In use, the upstream end of the aerosol-generating article 10 is inserted into the heating chamber 602 of the aerosol-generating device 30. The heater 603 is activated and the aerosol-generating substrate is heated within the capsule 102. The heated aerosol-generating substrate generates a vapour. When a pressure drop is applied to the downstream end of the aerosol-generating article, ambient air is drawn through the device air inlets 604 and through the capsule air inlets 105 and into the capsule 102. Here the air becomes entrained with the vapour before it leaves the capsule 102 through the capsule air outlets 106. Here the air mixes with ambient air drawn through the ventilation perforations 103 which cools the vapour promoting the nucleation and condensation of an aerosol. The aerosol then passes through the downstream filter segment 108 and out of the downstream end of the aerosol-generating article.

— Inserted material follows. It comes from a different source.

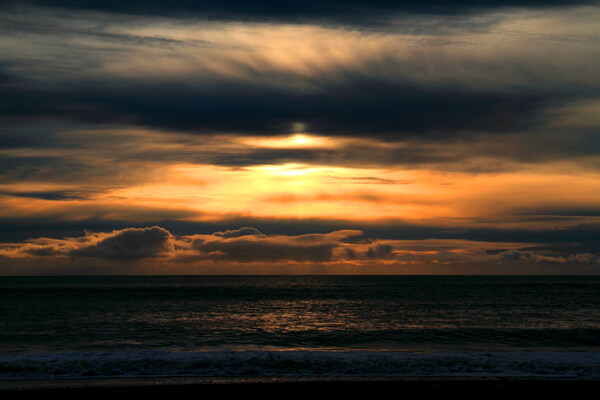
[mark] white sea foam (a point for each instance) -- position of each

For the purpose of the present description and of the appended claims, except where otherwise indicated, all numbers expressing amounts, quantities, percentages, and so forth, are to be understood as being modified in all instances by the term "about". Also, all ranges include the maximum and minimum points disclosed and include any intermediate ranges therein, which may or may not be specifically enumerated herein. In this context, therefore, a number A is understood as A ± 10% of A. Within this context, a number A may be considered to include numerical values that are within general standard error for the measurement of the property that the number A modifies. The number A, in some instances as used in the appended claims, may deviate by the percentages enumerated above provided that the amount by which A deviates does not materially affect the basic and novel characteristic(s) of the claimed invention. Also, all ranges include the maximum and minimum points disclosed and include any intermediate ranges therein, which may or may not be specifically enumerated herein.